The apostle Paul gets pushed around a bit by many who aren’t willing to read him carefully. Paul stood in the line of thinkers in the Bible who might be called “liberation gospelers.” We have to think of Moses and the Exodus and we have to think of Isaiah and the return from Exile. We have to think of Jesus and liberating people from all kinds of problems — and Paul is in that line. He believed deeply in freedom. So deeply he defined the gospel by the word “freedom.” We are doing a series on the meaning of the word “gospel” and we are now into Paul’s letter to the Galatians, his Magna Carta of freedom.

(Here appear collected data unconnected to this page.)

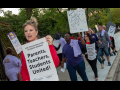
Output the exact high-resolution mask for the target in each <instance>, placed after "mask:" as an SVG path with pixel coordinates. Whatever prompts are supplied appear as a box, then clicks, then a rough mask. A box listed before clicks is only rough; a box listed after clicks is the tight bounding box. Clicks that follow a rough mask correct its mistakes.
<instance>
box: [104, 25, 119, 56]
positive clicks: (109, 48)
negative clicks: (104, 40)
mask: <svg viewBox="0 0 120 90" xmlns="http://www.w3.org/2000/svg"><path fill="white" fill-rule="evenodd" d="M103 29H104V30H106V26H105V25H103ZM115 30H116V29H115ZM110 39H111V42H112V45H113V47H111V48H112V50H113V54H114V55H116V53H117V51H116V49H115V40H114V37H112V36H110ZM109 50H110V55H111V49H110V48H109Z"/></svg>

In Galatians 2 Paul uses the word “gospel” a few more times.
1
Fourteen years later I went up again to Jerusalem, this time with
Barnabas. I took Titus along also. 2 I went in response to a revelation
and set before them the gospel that I preach among the Gentiles. But I
did this privately to those who seemed to be leaders, for fear that I
was running or had run my race in vain. 3 Yet not even Titus, who was
with me, was compelled to be circumcised, even though he was a
Greek.
Here we see that Paul’s gospel is not
something that involves circumcision; here we also learn that
circumcision is the (or one of the) issues for the opponents. Paul thought imposing circumcision on the gospel was to enslave the gospel.
4
This matter arose because some false brothers had infiltrated our ranks
to spy on the freedom we have in Christ Jesus and to make us slaves. 5
We did not give in to them for a moment, so that the truth of the
gospel might remain with you.
Paul’s gospel
creates freedom — from sin, from obligation to certain laws (like
circumcision). This freedom from such restraints Paul calls the “truth
of the gospel.”
And we see in 2:6-10 that Paul’s task is to
preach this gospel to the Gentiles. Gentile inclusion is central to
Paul’s understanding of the gospel. For Paul, the freedom-shaped gospel was expanding.